‘Interesting choice of authors,’ I said.
‘Not authors,’ said Albertina. ‘Author – they’re all pen names.’
‘Not your dad?’ I said. It couldn’t be, because some of the books dated back to the 1950s – although he could have been a teen prodigy like my father.
‘Close,’ she said. ‘It was Granddad.’
Who, according to my obviously flawed IIP report on the Pryce family, had led a blameless life teaching Military History at Aberystwyth University.
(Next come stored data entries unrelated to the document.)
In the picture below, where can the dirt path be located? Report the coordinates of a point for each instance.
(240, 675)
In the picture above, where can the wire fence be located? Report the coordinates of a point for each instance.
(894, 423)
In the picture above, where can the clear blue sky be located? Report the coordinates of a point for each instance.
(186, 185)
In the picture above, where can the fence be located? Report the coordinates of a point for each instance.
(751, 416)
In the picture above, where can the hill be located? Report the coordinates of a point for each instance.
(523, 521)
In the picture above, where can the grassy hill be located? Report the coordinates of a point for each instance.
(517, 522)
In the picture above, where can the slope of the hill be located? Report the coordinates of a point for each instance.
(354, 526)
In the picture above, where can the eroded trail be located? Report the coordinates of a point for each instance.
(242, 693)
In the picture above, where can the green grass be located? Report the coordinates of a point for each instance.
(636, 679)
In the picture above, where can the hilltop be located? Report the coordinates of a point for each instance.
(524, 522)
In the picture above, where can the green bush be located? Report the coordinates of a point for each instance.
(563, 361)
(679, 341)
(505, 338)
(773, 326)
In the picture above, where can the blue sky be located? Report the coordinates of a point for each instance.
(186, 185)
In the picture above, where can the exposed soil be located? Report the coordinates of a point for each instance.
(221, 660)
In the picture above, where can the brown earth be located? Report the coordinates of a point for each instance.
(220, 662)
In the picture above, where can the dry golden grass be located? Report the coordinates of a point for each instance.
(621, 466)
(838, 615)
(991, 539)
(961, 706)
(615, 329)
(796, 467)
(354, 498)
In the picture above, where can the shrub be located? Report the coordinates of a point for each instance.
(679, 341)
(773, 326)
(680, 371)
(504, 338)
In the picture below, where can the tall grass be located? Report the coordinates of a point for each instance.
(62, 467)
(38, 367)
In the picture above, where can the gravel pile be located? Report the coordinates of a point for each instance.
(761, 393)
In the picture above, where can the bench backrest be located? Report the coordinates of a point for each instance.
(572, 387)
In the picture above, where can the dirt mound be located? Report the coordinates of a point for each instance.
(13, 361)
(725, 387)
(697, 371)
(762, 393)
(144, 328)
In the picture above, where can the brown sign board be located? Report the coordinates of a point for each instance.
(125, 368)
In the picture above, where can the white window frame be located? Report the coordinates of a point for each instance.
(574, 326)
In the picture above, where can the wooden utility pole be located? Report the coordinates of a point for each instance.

And, according to Albertina, who was obviously a fan, also had a sideline as a prolific pulp SF writer until the early seventies – just about the time his son Albert had picked up his first literary award for his debut novel Cunning Men .
And I thought of the person who had written, in Elvish script, the words If You Can Read This You Are Not Only A Nerd But Probably Dead across the face of a Demon Trap.
I was trying to think of a way of segueing the conversation around to asking whether her dad ever talked about magic or ghosts or anything of that ilk, when my phone rang. It was a call from Bromley Crime Squad regarding Aiden Burghley.
‘Have you found him yet?’ I asked.
‘Sort of,’ said Bromley. ‘Bits of him, anyway.’
Everybody’s a slave to their habits, little behavioural tics that we’re often barely conscious of – and even if we are, we probably couldn’t change them if we wanted to. Bev always sleeps on the left side of the bed, Guleed always puts three sugars in her black Americano, and the Faceless Man has two ways of killing people he wants dead. If it’s just business then he favours the quiet and forensically invisible approach – an apparent suicide or a sudden heart attack. If he’s pissed off or wants to make an example, then it gets very messy indeed. Having your dick bitten off or your bones set on fire from the inside are only a couple of the merry ways that we know of for certain.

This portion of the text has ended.